I just finished this little video for one of my classes. Beware of giant quills!


----------



## Puffers315 (Apr 19, 2010)

Two thumbs up, cute and it made me chuckle.  

On a side note, my first hedgehog Vera Lee came from Oswego, three streets west and a few miles south from the end of NY 481.


----------



## LarryT (May 12, 2009)

Puffers315 said:


> Two thumbs up, cute and it made me chuckle.
> 
> On a side note, my first hedgehog Vera Lee came from Oswego, three streets west and a few miles south from the end of NY 481.

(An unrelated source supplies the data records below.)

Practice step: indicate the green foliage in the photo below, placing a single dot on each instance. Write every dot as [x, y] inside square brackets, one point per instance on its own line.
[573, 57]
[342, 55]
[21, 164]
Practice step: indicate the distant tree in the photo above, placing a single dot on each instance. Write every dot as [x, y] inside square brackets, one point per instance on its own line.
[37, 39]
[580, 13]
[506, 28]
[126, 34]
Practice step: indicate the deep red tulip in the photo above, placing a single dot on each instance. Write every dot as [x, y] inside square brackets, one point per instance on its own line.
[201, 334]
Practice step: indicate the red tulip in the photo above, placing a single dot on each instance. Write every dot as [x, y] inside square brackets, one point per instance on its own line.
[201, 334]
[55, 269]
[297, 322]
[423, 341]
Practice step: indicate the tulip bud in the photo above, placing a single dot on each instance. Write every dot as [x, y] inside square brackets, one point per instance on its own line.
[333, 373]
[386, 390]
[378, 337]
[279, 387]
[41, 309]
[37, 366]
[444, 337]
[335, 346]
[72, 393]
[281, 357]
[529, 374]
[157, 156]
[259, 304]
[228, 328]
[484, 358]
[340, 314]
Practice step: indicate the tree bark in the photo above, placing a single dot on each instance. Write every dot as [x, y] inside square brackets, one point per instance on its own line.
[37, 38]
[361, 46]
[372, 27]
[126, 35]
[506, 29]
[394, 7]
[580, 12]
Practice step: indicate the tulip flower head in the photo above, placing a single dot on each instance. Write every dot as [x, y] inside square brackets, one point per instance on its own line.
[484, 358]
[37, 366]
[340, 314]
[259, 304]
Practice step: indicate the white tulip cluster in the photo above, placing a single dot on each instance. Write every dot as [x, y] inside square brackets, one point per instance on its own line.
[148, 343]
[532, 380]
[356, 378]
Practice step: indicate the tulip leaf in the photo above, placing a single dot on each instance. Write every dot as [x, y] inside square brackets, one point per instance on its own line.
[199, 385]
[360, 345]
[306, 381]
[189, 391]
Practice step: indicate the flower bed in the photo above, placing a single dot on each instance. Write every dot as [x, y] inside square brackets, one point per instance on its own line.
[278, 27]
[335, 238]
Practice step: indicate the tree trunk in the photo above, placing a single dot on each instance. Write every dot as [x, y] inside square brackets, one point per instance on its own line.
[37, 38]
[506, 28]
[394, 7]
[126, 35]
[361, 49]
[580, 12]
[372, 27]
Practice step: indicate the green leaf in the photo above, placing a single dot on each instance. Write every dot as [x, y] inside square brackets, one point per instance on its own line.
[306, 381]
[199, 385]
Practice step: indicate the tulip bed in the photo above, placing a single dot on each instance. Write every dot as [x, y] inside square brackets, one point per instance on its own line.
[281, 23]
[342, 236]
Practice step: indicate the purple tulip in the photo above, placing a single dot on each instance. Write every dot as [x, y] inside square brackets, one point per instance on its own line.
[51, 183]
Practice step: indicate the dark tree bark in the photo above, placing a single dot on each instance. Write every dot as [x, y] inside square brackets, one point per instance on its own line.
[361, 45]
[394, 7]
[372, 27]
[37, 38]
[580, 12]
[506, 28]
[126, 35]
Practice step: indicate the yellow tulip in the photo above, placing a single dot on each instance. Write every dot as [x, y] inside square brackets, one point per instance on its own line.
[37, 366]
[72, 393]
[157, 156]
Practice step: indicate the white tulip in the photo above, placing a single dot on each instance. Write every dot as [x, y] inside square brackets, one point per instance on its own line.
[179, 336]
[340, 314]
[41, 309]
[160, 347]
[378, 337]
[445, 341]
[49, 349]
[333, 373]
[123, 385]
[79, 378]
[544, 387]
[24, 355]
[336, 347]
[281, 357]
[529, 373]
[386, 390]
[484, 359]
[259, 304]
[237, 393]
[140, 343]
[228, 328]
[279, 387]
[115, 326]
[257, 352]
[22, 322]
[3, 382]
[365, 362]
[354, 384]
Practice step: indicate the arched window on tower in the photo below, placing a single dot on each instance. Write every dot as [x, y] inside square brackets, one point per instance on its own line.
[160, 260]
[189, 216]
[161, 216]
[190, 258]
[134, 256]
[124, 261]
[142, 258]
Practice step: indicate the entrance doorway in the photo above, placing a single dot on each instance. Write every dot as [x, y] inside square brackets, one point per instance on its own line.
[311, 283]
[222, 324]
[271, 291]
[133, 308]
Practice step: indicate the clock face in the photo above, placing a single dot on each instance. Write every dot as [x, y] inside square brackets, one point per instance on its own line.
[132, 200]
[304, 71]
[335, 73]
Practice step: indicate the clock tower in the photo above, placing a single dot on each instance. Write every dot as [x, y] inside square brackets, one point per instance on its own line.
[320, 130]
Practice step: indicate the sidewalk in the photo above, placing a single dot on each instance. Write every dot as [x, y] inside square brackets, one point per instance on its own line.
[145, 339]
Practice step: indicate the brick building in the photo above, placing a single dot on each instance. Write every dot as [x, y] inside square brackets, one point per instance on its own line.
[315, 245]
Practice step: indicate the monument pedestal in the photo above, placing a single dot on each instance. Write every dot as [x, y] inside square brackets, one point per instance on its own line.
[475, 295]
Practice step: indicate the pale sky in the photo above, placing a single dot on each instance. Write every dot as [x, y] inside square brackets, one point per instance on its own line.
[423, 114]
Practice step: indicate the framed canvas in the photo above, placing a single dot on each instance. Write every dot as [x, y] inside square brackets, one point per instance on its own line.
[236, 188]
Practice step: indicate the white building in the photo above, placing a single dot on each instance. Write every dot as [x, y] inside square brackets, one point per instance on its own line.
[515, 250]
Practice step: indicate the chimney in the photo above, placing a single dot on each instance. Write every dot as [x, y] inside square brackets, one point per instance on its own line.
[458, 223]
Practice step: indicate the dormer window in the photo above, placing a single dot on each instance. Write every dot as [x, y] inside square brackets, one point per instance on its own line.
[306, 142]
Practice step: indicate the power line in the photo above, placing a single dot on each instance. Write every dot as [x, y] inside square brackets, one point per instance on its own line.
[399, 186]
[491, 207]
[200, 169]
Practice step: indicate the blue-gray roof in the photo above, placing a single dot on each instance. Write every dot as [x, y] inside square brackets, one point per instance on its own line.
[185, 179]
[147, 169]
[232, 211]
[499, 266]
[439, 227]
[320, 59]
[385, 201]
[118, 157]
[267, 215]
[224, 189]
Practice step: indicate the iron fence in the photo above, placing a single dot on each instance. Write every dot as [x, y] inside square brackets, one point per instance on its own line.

Ditto! And Puffers this is the shortest post i've ever seen you write! :lol: :lol:


----------



## Nancy (Aug 22, 2008)

LarryT said:


> Puffers315 said:
> 
> 
> > Two thumbs up, cute and it made me chuckle.
> ...


Ditto. That is cute. Ditto to what Larry wrote too. :lol: :lol:


----------



## tie-dye hedgie (Dec 19, 2009)

Nancy said:


> LarryT said:
> 
> 
> > Puffers315 said:
> ...


I guess I will continue the "dittoing" and say ditto an both accounts also! :lol: 
Thanks for sharing!


----------



## Puffers315 (Apr 19, 2010)

Oy, now I feel obligated to write a 10 page essay or write in full detail my trip to get Vera and how I was worried the belt on my truck's motor was going to snap.


----------



## firephoenixla (Sep 13, 2010)

So cute, I love how you tubed him to the moon! What a creative solution!


----------



## PJM (May 7, 2010)

:lol: 
I love you guys!
Very nice video.
:lol:


----------



## Hedgieonboard (Nov 15, 2009)

lol I Loved it


----------



## marriedfilingjointly (Nov 24, 2010)

That was hilarious!


----------